Beyond Meat’s US IPO has captured the plant-based zeitgeist. Priced at $25 a share, it had already quintupled at time of writing and recorded the biggest first-day move of any IPO in decades. Its management confirmed sales will double this year to more than $200m. It enjoys an $8bn valuation, equivalent to 40x sales, despite making losses.
Before other startup founders get giddy with these kind of valuations, one has to consider the potential of this market. There will be big growth as plant-based meat goes mainstream, but the competition is charging over the horizon. Barclays research estimates the addressable market for plant-based meat could be $140bn within a decade, accounting for 10% of the global $1.4 trillion meat market (vs less than 1% today). It took plant-based milk about a decade to get to a low double-digit penetration rate.
Beyond’s ambitions are not just in the US: its sights are set on both Europe and Asia, where the swine fever epidemic gives plant-based protein an unmissable opportunity.
Penetration will ultimately depend on how close the taste and look gets to meat (our client tastings suggest we are already close, but new iterations will be even better) but also, crucially, affordability – as well as lower sodium levels, to make it a truly healthier alternative.
Price points are high now, but will come down with scale. Interestingly, Beyond’s long-term ambition is to price below meat. Competitor Impossible has raised financing and – though it’s early days yet – the Impossible Whopper from Burger King is doing well in the US. All eyes are now on what McDonald’s does in the space.

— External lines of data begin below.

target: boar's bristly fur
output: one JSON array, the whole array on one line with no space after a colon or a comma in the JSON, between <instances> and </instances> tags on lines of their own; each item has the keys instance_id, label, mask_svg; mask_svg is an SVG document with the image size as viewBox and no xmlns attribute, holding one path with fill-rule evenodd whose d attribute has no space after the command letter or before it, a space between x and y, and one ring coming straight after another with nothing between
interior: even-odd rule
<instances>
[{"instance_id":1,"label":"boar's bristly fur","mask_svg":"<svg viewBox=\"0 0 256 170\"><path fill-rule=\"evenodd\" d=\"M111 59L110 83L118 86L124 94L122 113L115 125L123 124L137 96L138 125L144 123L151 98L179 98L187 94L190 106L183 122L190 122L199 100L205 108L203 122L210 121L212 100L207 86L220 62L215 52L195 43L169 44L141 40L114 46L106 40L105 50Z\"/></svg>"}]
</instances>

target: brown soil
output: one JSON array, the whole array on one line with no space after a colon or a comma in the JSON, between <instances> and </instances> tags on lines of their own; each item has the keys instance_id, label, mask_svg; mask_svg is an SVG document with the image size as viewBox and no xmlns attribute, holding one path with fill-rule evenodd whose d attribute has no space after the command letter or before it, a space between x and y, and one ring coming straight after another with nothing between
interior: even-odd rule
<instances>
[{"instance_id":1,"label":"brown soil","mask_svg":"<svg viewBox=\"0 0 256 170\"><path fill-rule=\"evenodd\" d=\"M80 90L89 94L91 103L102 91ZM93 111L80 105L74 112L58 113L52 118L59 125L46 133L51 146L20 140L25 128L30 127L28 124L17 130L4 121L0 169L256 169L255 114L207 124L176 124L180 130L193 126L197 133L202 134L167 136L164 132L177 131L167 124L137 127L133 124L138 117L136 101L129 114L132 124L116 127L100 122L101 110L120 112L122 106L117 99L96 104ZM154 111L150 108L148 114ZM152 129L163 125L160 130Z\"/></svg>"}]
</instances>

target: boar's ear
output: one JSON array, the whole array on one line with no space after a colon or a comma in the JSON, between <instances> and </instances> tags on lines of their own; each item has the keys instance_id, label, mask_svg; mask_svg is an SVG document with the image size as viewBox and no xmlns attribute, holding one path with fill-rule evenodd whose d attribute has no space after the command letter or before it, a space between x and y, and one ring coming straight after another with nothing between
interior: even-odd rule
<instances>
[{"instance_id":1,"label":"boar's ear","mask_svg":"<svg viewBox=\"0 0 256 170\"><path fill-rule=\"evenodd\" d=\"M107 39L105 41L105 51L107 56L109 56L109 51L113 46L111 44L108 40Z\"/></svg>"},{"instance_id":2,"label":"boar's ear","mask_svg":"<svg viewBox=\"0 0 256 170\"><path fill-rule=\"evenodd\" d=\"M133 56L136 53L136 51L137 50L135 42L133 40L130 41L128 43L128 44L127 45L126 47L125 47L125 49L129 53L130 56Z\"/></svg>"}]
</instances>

Don’t rule out Nestlé making a big splash too. CEO Ulf Mark Schneider is determined not to miss the boat, and is going all-in on ‘plant-based’, backed by the largest food R&D budget in the industry, as well as impressive distribution muscle.
Its Incredible Burger will be in most European markets by the end of 2019, and is being trialled in McDonald’s in Germany, with management saying it has the capacity to extend beyond Germany. Its Awesome Burger (organic and with no GMOs, which has been specifically developed for US palates) will be launched late summer.
Tyson also has plans in this category (it was an early investor in Beyond but exited before its IPO), which it will outline at its keenly anticipated upcoming investor day.
Competition in this nascent but fast-growing category is good news, as it will drive penetration, but market shares will likely be choppy and depend as much on who wins with quick service restaurants as at retail. Beyond has a first-mover advantage and is ramping production to capitalise on the opportunity. It also has powerful backers such as Bill Gates and Leonardo DiCaprio.
But it’s very early days and the jury is out on who ends up leading long term. Right now the battle is plant-based beef, but other proteins – such as chicken and pork – are also on the menu. One thing is for sure: it won’t be dull.